Lmao! eassssssssyyyyyyyy! :laugh:

I wouldnt keep my own journal up to date enough to even have one so robs journal is the one i read the most i was just lettin him know where im up to mate.

I've refrained from posting as much as ive used too, to benefit us all anyhow!

sorry tho supra, lets just proceed with pics of rob only! :beer:


----------



## Suprakill4 (Jul 11, 2008)

Juic3Up said:


> Lmao! eassssssssyyyyyyyy! :laugh:
> 
> I wouldnt keep my own journal up to date enough to even have one so robs journal is the one i read the most i was just lettin him know where im up to mate.
> 
> ...


Really? You update this one everyday so can't do that bad with your own surely.


----------



## NorthernSoul (Nov 7, 2011)

Suprakill4 said:


> Really?
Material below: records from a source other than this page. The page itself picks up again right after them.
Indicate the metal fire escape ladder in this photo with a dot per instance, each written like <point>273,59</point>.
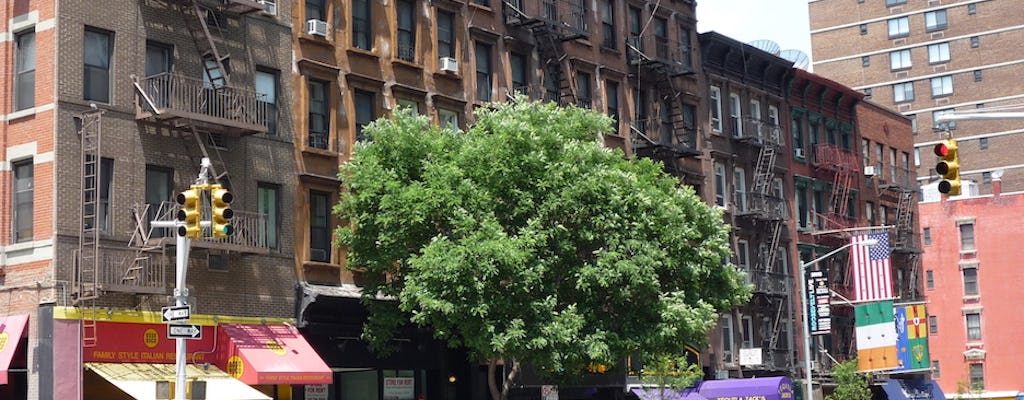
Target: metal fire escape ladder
<point>196,21</point>
<point>85,278</point>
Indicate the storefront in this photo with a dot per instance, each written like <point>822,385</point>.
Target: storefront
<point>13,358</point>
<point>128,355</point>
<point>776,388</point>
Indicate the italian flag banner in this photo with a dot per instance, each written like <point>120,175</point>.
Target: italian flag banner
<point>876,337</point>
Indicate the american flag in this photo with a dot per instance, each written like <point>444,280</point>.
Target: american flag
<point>871,270</point>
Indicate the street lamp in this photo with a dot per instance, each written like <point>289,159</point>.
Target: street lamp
<point>803,291</point>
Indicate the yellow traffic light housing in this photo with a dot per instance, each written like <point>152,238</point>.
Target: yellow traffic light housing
<point>948,167</point>
<point>220,201</point>
<point>189,213</point>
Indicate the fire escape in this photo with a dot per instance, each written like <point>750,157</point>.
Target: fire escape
<point>211,106</point>
<point>551,24</point>
<point>768,211</point>
<point>844,166</point>
<point>659,68</point>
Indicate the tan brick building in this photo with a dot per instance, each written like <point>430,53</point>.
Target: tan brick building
<point>927,57</point>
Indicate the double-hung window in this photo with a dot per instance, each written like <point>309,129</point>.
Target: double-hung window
<point>25,70</point>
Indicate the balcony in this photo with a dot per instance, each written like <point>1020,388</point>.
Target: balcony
<point>660,53</point>
<point>565,19</point>
<point>176,99</point>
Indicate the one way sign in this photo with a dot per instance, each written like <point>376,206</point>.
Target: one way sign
<point>184,331</point>
<point>176,313</point>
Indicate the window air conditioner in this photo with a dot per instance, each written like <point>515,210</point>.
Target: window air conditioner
<point>449,64</point>
<point>316,27</point>
<point>269,7</point>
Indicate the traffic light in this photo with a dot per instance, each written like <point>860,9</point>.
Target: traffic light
<point>220,206</point>
<point>189,213</point>
<point>948,167</point>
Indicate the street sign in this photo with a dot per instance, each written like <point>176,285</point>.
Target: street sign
<point>184,331</point>
<point>175,313</point>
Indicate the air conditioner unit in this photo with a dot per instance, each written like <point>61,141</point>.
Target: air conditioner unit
<point>449,64</point>
<point>269,7</point>
<point>316,27</point>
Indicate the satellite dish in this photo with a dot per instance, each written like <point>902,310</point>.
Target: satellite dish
<point>799,58</point>
<point>768,46</point>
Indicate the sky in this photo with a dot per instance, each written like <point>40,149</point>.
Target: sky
<point>781,20</point>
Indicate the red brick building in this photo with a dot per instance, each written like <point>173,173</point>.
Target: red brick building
<point>972,278</point>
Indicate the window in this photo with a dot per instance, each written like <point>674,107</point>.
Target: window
<point>735,116</point>
<point>739,183</point>
<point>977,376</point>
<point>320,226</point>
<point>727,339</point>
<point>611,92</point>
<point>899,59</point>
<point>942,86</point>
<point>720,188</point>
<point>973,326</point>
<point>970,280</point>
<point>445,34</point>
<point>748,331</point>
<point>320,121</point>
<point>938,53</point>
<point>583,90</point>
<point>967,236</point>
<point>315,10</point>
<point>608,25</point>
<point>903,92</point>
<point>483,89</point>
<point>25,70</point>
<point>97,50</point>
<point>716,108</point>
<point>935,20</point>
<point>448,119</point>
<point>23,186</point>
<point>266,89</point>
<point>364,112</point>
<point>899,28</point>
<point>407,29</point>
<point>268,204</point>
<point>159,188</point>
<point>363,36</point>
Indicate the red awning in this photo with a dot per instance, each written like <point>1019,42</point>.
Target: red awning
<point>269,355</point>
<point>11,330</point>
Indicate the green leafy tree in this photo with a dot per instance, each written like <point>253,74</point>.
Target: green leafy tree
<point>851,385</point>
<point>523,239</point>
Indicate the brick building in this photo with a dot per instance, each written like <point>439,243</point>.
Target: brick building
<point>114,106</point>
<point>972,278</point>
<point>927,57</point>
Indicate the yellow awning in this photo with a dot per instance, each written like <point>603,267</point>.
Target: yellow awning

You update this one everyday so can't do that bad with your own surely.


I dno pal. i dont wanna have any tiffs with anyone on here anyway so ill post my own stuff in my own journal when i get one sometime.

hope ya post in it tho so im not left on my bill ha :thumbup1:


----------



## sxbarnes (Dec 1, 2005)

Juic3Up said:


> I dno pal. i dont wanna have any tiffs with anyone on here anyway so ill post my own stuff in my own journal when i get one sometime.
> 
> hope ya post in it tho so im not left on my bill ha :thumbup1:


I'll pop in mate:beer:


----------



## Suprakill4 (Jul 11, 2008)

Juic3Up said:


> I dno pal. i dont wanna have any tiffs with anyone on here anyway so ill post my own stuff in my own journal when i get one sometime.
> 
> hope ya post in it tho so im not left on my bill ha :thumbup1:


Course I will. Not having a go. Just an observation mate that's all as it would fcuk me off someone keep putting pics of themself in my journal and updating their progress.


----------



## NorthernSoul (Nov 7, 2011)

sxbarnes said:


> I'll pop in mate:beer:


nice one!



> Course I will. Not having a go. Just an observation mate that's all as it would fcuk me off someone keep putting pics of themself in my journal and updating their progress.


yeah i understand. robs too nice to even say anything like you said!


----------



## Suprakill4 (Jul 11, 2008)

Juic3Up said:


> nice one!
> 
> yeah i understand. robs too nice to even say anything like you said!


I'm just a cvnt and talk my mind that's all lol.


----------



## TELBOR (Feb 20, 2012)

Wow wow wow..... I'm handsome as well as nice I'll have you know 

Chill ya beans you two.


----------



## Suprakill4 (Jul 11, 2008)

R0BLET said:


> Wow wow wow..... I'm handsome as well as nice I'll have you know
> 
> Chill ya beans you two.


Hmmmmm that's debatable..... Lol.


----------



## TELBOR (Feb 20, 2012)

Suprakill4 said:


> Hmmmmm that's debatable..... Lol.


Mrs Kill4 would be all over me :lol:


----------



## Suprakill4 (Jul 11, 2008)

R0BLET said:


> Mrs Kill4 would be all over me :lol:


I'll give her your number.


----------



## TELBOR (Feb 20, 2012)

Suprakill4 said:


> I'll give her your number.


No problem mate, look forward to the pics :lol:


----------



## Sharpy76 (May 11, 2012)

What is your calorie intake at the mo mate, if you don't mind saying of course?!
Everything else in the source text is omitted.